A obra “1821. O Regresso do Rei” é apresentada pelo vice-almirante Henrique Gouveia e Melo, no dia 12, às 18:00, na sala D. Luís do Palácio Nacional da Ajuda, em Lisboa.

O jornalista Seixas Ferreira realça que, ao escapar das tropas napoleónicas, João VI, que assumira a regência devido aos problemas psicológicos da sua mãe, a rainha Maria I, “desempenhou um papel crucial quando a soberania do reino foi ameaçada e o país corria o risco de desaparecer”.

“Ao transferir a sede da monarquia para o hemisfério sul, o regente dava uma lição de estratégia a Bonaparte” e teve “o descaramento e a coragem para desafiar o terrível Napoleão”, contrastando com a imagem de “um príncipe medroso, como era tratado pelos jornais franceses”.

Armando Seixas Ferreira partilha da opinião do historiador Oliveira Lima que afirmou que o filho de Maria I “agiu com o único objetivo de garantir a sobrevivência do reino”, não se deixando “aprisionar mantendo viva a nação portuguesa do outro lado do Atlântico” e sublinha que “é muito mais justo considerar a trasladação da corte para o Rio de Janeiro como uma inteligente manobra política de que uma deserção cobarde”.

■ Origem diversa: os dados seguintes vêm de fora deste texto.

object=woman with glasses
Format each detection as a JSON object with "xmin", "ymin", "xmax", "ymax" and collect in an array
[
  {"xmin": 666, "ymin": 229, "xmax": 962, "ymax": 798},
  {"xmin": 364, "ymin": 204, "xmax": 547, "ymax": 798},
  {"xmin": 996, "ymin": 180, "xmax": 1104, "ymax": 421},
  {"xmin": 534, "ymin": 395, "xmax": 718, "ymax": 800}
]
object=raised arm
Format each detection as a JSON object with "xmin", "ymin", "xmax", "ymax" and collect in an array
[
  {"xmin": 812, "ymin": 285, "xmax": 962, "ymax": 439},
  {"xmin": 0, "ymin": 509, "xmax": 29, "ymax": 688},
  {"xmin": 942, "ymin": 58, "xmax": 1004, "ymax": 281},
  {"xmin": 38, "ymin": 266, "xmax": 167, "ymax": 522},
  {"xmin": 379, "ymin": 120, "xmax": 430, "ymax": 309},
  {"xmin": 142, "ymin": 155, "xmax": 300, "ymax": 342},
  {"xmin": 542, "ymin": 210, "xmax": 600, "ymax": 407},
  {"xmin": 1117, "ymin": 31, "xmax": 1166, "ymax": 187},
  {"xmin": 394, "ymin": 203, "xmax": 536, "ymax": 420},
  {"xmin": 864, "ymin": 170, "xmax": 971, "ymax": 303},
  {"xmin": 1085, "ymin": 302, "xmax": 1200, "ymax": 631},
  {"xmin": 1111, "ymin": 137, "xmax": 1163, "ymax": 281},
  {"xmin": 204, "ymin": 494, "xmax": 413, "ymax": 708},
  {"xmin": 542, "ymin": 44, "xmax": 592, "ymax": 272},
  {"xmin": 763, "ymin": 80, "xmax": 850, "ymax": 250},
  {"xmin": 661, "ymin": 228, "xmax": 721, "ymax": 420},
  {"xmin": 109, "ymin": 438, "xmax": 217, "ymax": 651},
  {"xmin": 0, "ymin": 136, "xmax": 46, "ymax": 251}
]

A corte partiu de Lisboa nos inícios de novembro de 1801, enfrentou o oceano, “debaixo de uma tempestade”, e mesmo escoltada por navios britânicos foi um risco: “Se a esquadra naufragasse, seria o fim da dinastia e, possivelmente, de Portugal, como hoje o conhecemos”.

Com a família real, além de muitos materiais, joias, ouro e até alguma maquinaria, seguiram 15.000 pessoas, que enfrentaram ventos adversos, mas chegaram “aclamados” a terras brasileiras.

Quando exilado na ilha de Santa Helena, Napoleão reconheceu que foi com o desastre na Península Ibérica “que se perdeu”, “até à capitulação [em 1815] em Waterloo”, na atual Bélgica.

Após a morte de Maria I, em março de 1816, João VI, em fevereiro de 1818, tornou-se o primeiro monarca europeu a subir ao trono no continente americano, numa “espetacular cerimónia”.

Apesar do descontentamento dos portugueses pela ausência do monarca, João VI foi “protelando” a partida do Brasil, porque “sabia que a viagem podia significar a separação dos dois Estados”, como veio a acontecer 1822, mas como dissera ao seu primogénito, primeiro imperador do Brasil e rei Pedro IV de Portugal, preferia que essa separação fosse sob a égide da Casa de Bragança e que a coroa ficasse com o seu filho “do que vê-la passar para as mãos de um aventureiro”.

A obra de Seixas Ferreira centra-se essencialmente na viagem de regresso, iniciada em abril de 1821, um rei que regressava “vitorioso mas carregado de apreensões”.

Em agosto desse ano eclodiria no Porto a revolução liberal e ao monarca ia-lhe ser imposta uma Constituição, que retirava o poder absoluto ao rei, decidindo a divisão de poderes legislativo, executivo e judicial.

Como antecipa o autor no prólogo, “além do relato da jornada”, nesta obra são “analisados os episódios mais marcantes do atribulado reinado de D. João VI [que termina com a sua morte em março de 1826], com especial destaque para a sua permanência no Brasil”.

A obra de Armando Seixas Ferreira, jornalista na RTP, contou com a consulta de fontes documentais inéditas, nomeadamente os manuscritos da nau de João VI, que transportava o monarca, e “uma bibliografia com testemunhos dos principais intervenientes”, além de uma atenta leitura dos diários de bordo, nomeadamente do brigue “Reino Unido” e da corveta “Voador”, que escoltavam a esquadra portuguesa.

“1821. O Regresso do Rei”, de Seixas Ferreira, é publicado quando passam 200 anos do regresso da corte a Portugal, e um ano antes dos 200 anos da independência do Brasil (1822), “um país que D. João VI amou de verdade”.